Les yeux fermés de contentement, ma cliente laisse échapper un gémissement ravi.
« Oh, le pied ! Quel kiff ! »
Je m’esclaffe. Elle fait mine de se redresser.
« Attends, pas si vite, dis-je en pressant sa cage thoracique pour qu’elle reste allongée sur la table. Laisse-moi vérifier que les vertèbres cinq et six se sont bien débloquées comme il faut… Là. Voilà. Tout est aligné, c’est bon. »
Quand mes mains quittent enfin son corps, Maë se relève en inclinant la tête de droite à gauche et de haut en bas.
« Alors ? m’enquis-je.
« C’est mille fois mieux. T’as des doigts de fée, Lorenzo.
« Je préfère que tu dises que j’ai les mains de Midas.
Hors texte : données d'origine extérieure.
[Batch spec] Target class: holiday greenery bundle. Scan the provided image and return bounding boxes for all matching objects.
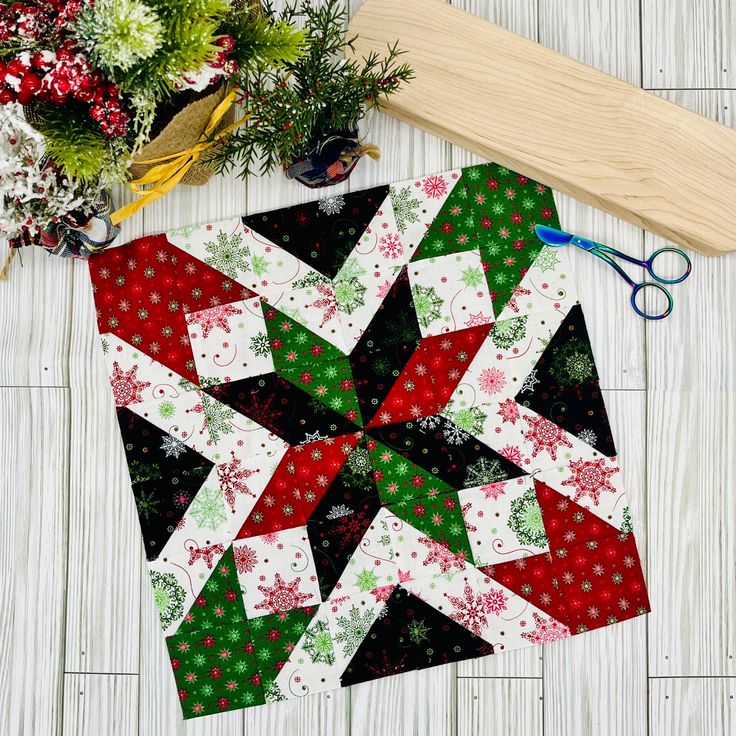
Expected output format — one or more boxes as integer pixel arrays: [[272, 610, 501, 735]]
[[211, 0, 413, 185], [0, 0, 412, 264], [0, 0, 303, 185]]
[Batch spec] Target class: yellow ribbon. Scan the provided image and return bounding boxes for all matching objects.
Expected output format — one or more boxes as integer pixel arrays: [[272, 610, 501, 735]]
[[110, 90, 247, 225]]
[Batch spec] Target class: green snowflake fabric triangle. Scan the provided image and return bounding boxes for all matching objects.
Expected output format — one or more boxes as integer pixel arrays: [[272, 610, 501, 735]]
[[262, 302, 345, 373], [166, 623, 266, 718], [463, 164, 560, 315], [412, 169, 478, 261], [368, 439, 455, 504], [386, 491, 473, 560], [279, 358, 362, 426], [177, 545, 246, 634], [249, 606, 320, 701]]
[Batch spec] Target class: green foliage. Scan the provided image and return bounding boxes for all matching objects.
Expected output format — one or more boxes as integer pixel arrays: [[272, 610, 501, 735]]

C’est quand même plus viril. »
Ma cliente préférée pouffe de rire et vient s'asseoir à mon bureau, en face de moi. Elle prend ses affaires laissées sur la chaise vide à sa droite avant d’enfiler sa veste de sport. Pendant que je tape sur le clavier de mon ordinateur mes constatations sur le déroulement de la séance, elle sort son chéquier de son petit sac à dos et commence à le remplir. J’en profite pour lui faire un peu la discussion.
« Comment va Clarisse ? demandé-je en mâchouillant le bouchon en plastique de mon stylo noir.
« Elle va très bien ! Elle vient juste d’obtenir son Master universitaire en droit privé.
« C’est super, ça ! Tu lui diras bravo de ma part.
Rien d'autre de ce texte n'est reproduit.